Leon ist eine geschäftige Stadt mit ca. 300'000 Einwohnern und ist bekannt für seine Universität und für seine kolonialen Bauwerke im historischen Teil der Stadt. Der zentrale Markt, die vielen verwinkelten Gassen, und die bunten Geschäfte und Strassenstände sind für uns ein spannendes Revier für Entdeckungsspaziergänge. Herrlich, sich einfach durch die Gassen treiben zu lassen und die vielseitigen Eindrücke in sich aufzusaugen. Auch kulinarisch haben wir unterschiedliche Erlebnisse gemacht. In unserem Hotel gab es zwar ein wunderschönes Restaurant mit Bar. Mit dem Koch war jedoch etwas ganz und gar nicht in Ordnung. Obwohl wir für ein Zimmer mit Frühstück bezahlten, haben wir auf die lieblosen und faden und obendrein kümmerlichen ‚Machwerke’ aus dieser Küche gerne verzichtet. Stattdessen streiften wir auf der Suche nach den Zutaten für unser Frühstück durch die Gassen und liessen uns vom Angebot, welches Morgens ab sechs Uhr an unzähligen Ständen und Theken angeboten wird, inspirieren. Leche Agria sei so etwas wie Joghurt, erklärte mir der engagierte Besitzer eines kleinen Geschäfts mit Milchprodukten, welches ausserdem Offenmilch, Milchpulver, Frischkäse in verschiedenen Trocknungsgraden, sowie verschiedene Flans, Carjeta de Leche (Caramel) oder Arroz en Leche (Milchreis) feilbot. Als ich den Deckel des Bechers öffnete, sah ich zuerst das Milchserum obenauf schwimmen und darunter flockte das Eiweiss; der Geschmack erinnerte sofort an saure Milch aber nicht sonderlich stark. Doch doch, das sei genau so wie es sein müsse, versicherte mir der Produzent. Jedenfalls habe ich es so verstanden. Ich schnibbelte eine Banane hinein, süsste zusätzlich mit Honig, rührte das Ganze kräftig um und löffelte aus, ohne dass ich die Mixtur besonders lecker fand. Zwei Stunden später wanderte das Ganze dann zusammen mit dem restlichen Frühstück in die Kanalisation und ich habe daraufhin zwei oder drei Mahlzeiten ausgelassen...!

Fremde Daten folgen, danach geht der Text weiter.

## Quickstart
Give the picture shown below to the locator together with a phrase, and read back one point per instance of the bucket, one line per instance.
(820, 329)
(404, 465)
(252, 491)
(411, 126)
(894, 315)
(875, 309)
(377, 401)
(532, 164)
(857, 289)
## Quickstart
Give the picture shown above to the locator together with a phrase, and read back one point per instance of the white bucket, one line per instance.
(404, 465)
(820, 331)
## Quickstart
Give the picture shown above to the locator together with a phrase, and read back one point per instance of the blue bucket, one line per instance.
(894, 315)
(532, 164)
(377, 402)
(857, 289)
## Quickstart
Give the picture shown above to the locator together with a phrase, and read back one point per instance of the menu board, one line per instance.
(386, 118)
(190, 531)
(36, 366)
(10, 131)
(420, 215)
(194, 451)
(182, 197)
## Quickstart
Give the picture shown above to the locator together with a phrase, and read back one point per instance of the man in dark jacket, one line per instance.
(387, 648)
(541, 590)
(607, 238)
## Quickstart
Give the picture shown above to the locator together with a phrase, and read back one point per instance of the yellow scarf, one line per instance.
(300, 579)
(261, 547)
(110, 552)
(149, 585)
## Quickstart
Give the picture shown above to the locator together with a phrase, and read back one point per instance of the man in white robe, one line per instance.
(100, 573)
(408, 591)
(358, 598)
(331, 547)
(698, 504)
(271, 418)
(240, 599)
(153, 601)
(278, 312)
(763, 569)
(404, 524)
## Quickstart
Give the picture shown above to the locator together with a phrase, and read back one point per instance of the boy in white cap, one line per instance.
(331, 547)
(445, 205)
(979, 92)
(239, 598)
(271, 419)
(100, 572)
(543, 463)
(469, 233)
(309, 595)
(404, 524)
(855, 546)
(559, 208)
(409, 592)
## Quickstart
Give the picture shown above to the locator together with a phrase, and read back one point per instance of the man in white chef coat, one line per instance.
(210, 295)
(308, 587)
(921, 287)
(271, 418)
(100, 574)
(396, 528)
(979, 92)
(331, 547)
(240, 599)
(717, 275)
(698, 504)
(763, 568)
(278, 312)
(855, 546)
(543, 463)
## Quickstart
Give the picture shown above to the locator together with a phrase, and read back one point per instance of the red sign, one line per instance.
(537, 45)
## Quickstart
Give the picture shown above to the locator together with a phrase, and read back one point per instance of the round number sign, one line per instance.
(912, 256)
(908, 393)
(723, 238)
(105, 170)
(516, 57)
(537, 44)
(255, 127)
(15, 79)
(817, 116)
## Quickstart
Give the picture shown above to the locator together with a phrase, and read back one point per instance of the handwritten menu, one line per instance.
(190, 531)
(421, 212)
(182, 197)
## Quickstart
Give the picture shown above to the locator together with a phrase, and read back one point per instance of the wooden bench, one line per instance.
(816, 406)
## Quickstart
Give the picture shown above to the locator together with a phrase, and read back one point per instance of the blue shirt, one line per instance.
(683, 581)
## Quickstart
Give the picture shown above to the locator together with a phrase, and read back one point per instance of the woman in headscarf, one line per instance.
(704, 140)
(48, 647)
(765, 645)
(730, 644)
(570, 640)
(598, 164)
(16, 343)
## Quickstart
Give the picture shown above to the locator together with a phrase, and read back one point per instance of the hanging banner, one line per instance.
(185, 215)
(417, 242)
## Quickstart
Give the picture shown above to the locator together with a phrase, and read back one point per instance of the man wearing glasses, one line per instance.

Erst als wir nach Matagalpa im Hochland kamen, hatten wir das Gefühl, dass auch das Gemüt der Menschen wieder etwas freundlicher, etwas sonniger wurde. Wir verbrachten einige Tage auf der Kaffee Hacienda ‚La Hammonia’ in der Region Selva Negra. Die dreimonatige Kaffeeernte mit bis zu 900 Wanderarbeitern ist im Februar fast abgeschlossen und die Hacienda beschäftigt neben 250 Festangestellten (hauptsächlich für die Lodge mit insgesamt 120 Betten) nur noch etwa 100 Kaffeepflücker. Die Hacienda und die Lodge auf 1200 müM sind Vorzeigebetriebe. Weitestgehend autark werden hier dank der harten Währung Exportkaffe, Masstäbe in Oekologie (Biokaffee seit 1970, Biogasanlage seit 1976, 800 Ha ursprünglicher Nebelwald mit verschiedenen endemischen Arten) und Sozialem Engagement (eigene Schule, Handwerkliche Ausbildung, faire Entlöhnung, Langzeitanstellungen) gesetzt. Der Exportkaffe, von dem übrigens etwa drei Viertel der weltweit produzierten Mengen über Schweizer Firmen gehandelt werden, ist in Nicaragua etwa gleich teuer wie in der Schweiz, was ihn für die meisten Nicaraguaner unerschwinglich macht. Das wird auch der Grund sein, weshalb in Nicaragua, wie in Costa Rica auch, der Kaffee nach amerikanischer Art, sprich ziemlich bis extrem dünn serviert wird und uns verwöhnten Espressotrinkern nicht besonders schmeckt.

Nach den kühlen Bergen hat es uns wieder in die Karibik verschlagen. Big Corn Island liegt etwa 90 Km vor dem Festland und hat das Prädikat big  weil es in der Nachbarschaft auch noch die Little Corn Island gibt. Aber selbst Big Corn Island ist nach einer Stunde joggen auf der einzigen Strasse fast vollständig umrundet.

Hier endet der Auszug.